I have an interesting problem. I have a three node librenms distributed poller setup with dispatcher service, and the nodes pointing to a galera database backend. The latter could be relevant… We have a functioning redis to keep it all working as per the distributed poller setup, validate.php says things are great and everything seems to be great. We have different groups and different devices are only being polled by designated pollers etc, we know its resilient and we can rely on it. We are not seeing any negative logging indicating lock issues or anything that could perhaps be redis related, nor with the database (to date).
The problem appears to be with services. We have only just recently enabled the services functionality in the nav bar and specified the path to the nagios plugins, and on the face of it when adding a service for a device, e.g. a simple curl, the eventually wakes up and goes green. If we stop the service being checked, it goes red. So we know the service is actually being actively polled and corss verified with a packet dump. It even matched alert rules. The issue that under the “details” for the service I see empty graphs.

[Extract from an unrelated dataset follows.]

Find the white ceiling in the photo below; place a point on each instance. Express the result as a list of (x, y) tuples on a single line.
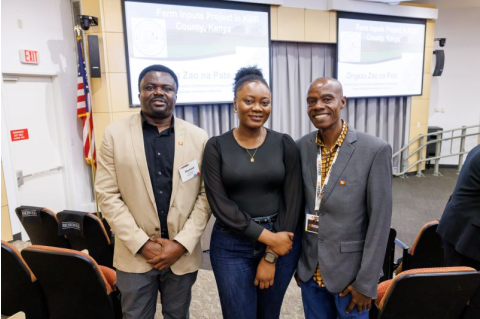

I have a very similar replica environment that is just one poller at the moment, I havent quite got to the stage of adding in a second poller to perform some more testing. that environment also has a galera backend and has distributed polling enabled, its just not used as its on its own. Services added to this stack work just like in our main environment, but they DO have populating graphs.
I have troubleshooted this quite a bit today but I can’t put my finger on what the issue might be. I’ve checked its not a trivial rrdcached issue, other “regular” stats via snmp are being graphed with no issue. Its just the services.
If we attempt to run the service-wrapper.py manually (bearing in mind we are using dispatcher, I would have though as this mention services we dont need a cron), this performs a poll and also updates the graphs.
Reaching out the community if there is any pointers anyone may be able to offer to troubleshoot this.